Let $ (M,g) $ be an $ n $-dimensional Riemannian manifold. Let $ S\subset M $ be an embedded oriented hypersurface of $ M $. Let $ \hat N $ be the unit normal vector field on $ S $.
If we pick a chart $ (U,\phi) $ adapted to $ S $ (meaning that $ \phi(U\cap S) = \{x\in \phi(U) : x^n = 0\} $) and apply the Gram-Schmidt process to the frame field $ \{\partial_1,\dots,\partial_n\} $ induced by $ (U,\phi) $, we obtain an orthonormal frame field $ \{e_1,\dots,e_n\} $ such that $ \{e_1,\dots,e_n\} $ is an orthonormal frame field for $ S $ and thus such that $ e_n = \hat N $.
Let $ \omega_g $ be the Riemannian volume form on $ M $. On $ U $ we can write $$ \omega_g = e^1\wedge\dots\wedge e^n $$ since $ \{e_1,\dots,e_n\} $ is orthonormal.

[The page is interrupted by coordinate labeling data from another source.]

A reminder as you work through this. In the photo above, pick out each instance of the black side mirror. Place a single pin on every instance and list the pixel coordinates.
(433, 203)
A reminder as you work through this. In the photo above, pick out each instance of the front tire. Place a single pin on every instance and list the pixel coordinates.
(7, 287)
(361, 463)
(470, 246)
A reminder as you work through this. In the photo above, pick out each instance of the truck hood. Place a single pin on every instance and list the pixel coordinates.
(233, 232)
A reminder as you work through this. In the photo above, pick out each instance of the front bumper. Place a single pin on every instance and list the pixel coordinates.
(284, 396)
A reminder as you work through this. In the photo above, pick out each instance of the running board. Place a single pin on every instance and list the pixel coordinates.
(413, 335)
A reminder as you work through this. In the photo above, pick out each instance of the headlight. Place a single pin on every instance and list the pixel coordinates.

Now, I know that the Riemannian volume form $ \eta_g $ o $ S $ induced by the pullback metric is given by the receipt $$ \eta_g = \iota^*(\hat N\mathop{\lrcorner} \omega_g) $$ where $ \iota\colon S\hookrightarrow M $ is the canonical inclusion, but...
If we compute $ \iota^*(\hat N\mathop{\lrcorner} \omega_g) $ we discover that $$ \hat N\mathop{\lrcorner} \omega_g = \color{red}{(-1)^{n - 1}} e^1\wedge\dots\wedge e^{n - 1}\qquad \leadsto\qquad \eta_g = \color{red}{(-1)^{n - 1}}e^1\wedge\dots\wedge e^{n - 1} $$
if instead we compute directly $ \eta_g $ employing the fact that $ \{e_1,\dots,e_{n - 1}\} $ is orthonormal for $ S $, we obtain $$ \eta_g = e^1\wedge\dots\wedge e^{n - 1} $$
Something smells wrong to me. Why does that happens?